О корове и пользе молока

Валерий Васильев 6
     Какая жизнь в деревне без коровы? Едва ли кто из кокоринцев когда-либо задавался подобным вопросом. Испокон века в деревне на подворьях держали коров. И когда в колхозы загоняли повально, в тридцатые, коров старались оставлять хозяевам. Разве что исключая тех, у кого их две и больше было в хозяйстве. Или телок с бычками в общественное стадо переводили. Корова в деревне -  это все: и молоко, и мясо, и, простите, удобрение. Как без нее? В тяжелые времена, а такие не раз выпадали на долю кокоринцев, со многим готовы были расстаться люди, но только не с коровами. В послевоенные годы коровы и лошадей заменяли, случалось. На пахоте, например (Даже выражение такое бытовало: корова под седлом). И бревна на постройки таскали из лесу и от немецких блиндажей с их же помощью. Плакали от жалости, а таскали. И так выживали, а помощи ждать не от кого было в первые послевоенные годы. Государство само едва концы с концами сводило…   У наших бабушки и дедушки  коровы в хозяйстве не оказалось… К пятидесятым каким-то чудом удалось приобрести козу с парой козлят, и в доме появилось молоко.  Для нас с моей старшей сестрой и для ослабленных болезнями мамы и бабушки оно в те годы было спасением. Вскоре после войны мама перенесла сильную дистрофию. С тех пор болезни печени преследовали ее до самого конца жизни. Говорили, что эти болезни и отняли у мамы жизнь… Но тогда, в конце сороковых, благодаря козьему молоку, в том числе, начали постепенно восстанавливаться  утраченные в болезнях и непосильном труде силы, да и в целом быт понемногу стал налаживался.

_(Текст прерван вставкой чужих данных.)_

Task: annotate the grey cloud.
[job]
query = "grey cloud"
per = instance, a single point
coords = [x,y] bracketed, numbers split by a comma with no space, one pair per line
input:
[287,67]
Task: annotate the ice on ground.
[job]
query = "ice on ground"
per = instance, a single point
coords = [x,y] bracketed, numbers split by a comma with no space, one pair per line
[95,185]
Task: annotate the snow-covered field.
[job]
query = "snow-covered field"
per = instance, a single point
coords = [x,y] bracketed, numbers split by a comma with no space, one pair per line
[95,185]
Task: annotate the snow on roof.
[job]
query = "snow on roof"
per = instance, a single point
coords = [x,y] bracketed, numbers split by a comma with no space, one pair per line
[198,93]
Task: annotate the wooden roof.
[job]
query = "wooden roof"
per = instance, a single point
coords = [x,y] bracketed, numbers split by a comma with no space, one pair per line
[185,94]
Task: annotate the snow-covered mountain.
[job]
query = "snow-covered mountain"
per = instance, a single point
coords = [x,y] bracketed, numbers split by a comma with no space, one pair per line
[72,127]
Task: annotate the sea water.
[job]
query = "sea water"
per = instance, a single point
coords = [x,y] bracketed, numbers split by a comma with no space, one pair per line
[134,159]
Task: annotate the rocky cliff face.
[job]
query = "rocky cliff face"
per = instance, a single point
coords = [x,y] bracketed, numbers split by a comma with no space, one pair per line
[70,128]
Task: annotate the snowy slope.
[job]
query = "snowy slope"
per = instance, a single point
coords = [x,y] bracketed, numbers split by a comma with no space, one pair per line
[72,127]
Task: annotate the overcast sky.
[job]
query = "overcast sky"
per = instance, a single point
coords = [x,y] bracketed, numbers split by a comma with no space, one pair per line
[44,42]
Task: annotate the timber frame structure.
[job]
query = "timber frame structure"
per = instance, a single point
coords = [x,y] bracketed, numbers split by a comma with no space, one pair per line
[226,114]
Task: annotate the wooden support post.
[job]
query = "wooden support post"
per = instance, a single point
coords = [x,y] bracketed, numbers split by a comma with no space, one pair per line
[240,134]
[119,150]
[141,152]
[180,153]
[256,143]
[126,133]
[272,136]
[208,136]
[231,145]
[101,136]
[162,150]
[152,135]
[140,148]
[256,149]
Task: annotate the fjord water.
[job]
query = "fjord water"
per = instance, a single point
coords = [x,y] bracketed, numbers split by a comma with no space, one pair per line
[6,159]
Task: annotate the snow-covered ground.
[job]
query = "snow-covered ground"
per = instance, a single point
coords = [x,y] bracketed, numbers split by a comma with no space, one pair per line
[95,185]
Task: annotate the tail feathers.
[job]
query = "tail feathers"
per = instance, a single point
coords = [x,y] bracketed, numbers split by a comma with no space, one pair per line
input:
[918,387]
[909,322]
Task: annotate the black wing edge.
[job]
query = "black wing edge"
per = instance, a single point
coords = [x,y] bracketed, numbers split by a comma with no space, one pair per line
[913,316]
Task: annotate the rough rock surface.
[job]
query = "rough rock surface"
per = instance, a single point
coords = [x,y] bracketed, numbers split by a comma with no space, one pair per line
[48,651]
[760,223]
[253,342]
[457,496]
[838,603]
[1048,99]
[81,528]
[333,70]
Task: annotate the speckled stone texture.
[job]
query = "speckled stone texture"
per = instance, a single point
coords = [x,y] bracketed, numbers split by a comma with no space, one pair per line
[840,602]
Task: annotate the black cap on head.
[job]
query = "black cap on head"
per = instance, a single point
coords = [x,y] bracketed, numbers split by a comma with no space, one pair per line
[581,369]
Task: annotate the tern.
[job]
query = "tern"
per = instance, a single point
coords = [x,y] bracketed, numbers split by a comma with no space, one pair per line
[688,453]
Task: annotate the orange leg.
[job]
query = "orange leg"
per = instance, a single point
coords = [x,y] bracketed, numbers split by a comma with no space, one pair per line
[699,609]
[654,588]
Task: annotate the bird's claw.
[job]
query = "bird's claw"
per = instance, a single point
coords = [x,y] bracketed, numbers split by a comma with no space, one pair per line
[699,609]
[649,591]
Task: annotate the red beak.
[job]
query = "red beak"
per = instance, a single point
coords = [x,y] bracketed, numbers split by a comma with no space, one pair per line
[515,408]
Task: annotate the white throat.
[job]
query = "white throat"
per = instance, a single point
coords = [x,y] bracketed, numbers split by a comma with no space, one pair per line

   С приходом в семью нашего будущего отца в семейном бюджете и в самой жизни произошли позитивные перемены. Во-первых, появился дополнительный финансовый и материальный "источник". И не какой-нибудь. Благодаря этому "источнику" погасили взятую неподъемную для больных и в большинстве своем не работающих женщин ссуду на строительство дома взамен сгоревшего в 44-м году. По иронии судьбы, только избавились от этого «ярма», как вышло постановление об амнистии: с этого момента государство прощало всем, у кого еще оставался долг по ссудам. Через пару лет удалось приобрести дойную корову. Она была черной масти с небольшим белым пятнышком на широком коровьем лбу. За это, видимо, и прозвали ее Звездочкой. Прежняя владелица увидела на руке у мамы часы «Звездочка», которые отец преподнес маме в качестве свадебного подарка, и потребовала отдать их дополнительно к заранее оговоренной цене. Торговаться не имело смысла, мама согласилась... Так произошел обмен «звездочками». Забегая вперед, скажу, что спустя некоторое время этот «подарок» отцу удалось выкупить и женские наручные часики  с  космическим названием долго служили маме безотказно. Они и сегодня хранятся у меня, как память о тех событиях и об отцовском подарке маме…  С тех пор и до смерти мамы корова всегда присутствовала в «списке» домашнего хозяйства и была предметом постоянной заботы ее хозяев…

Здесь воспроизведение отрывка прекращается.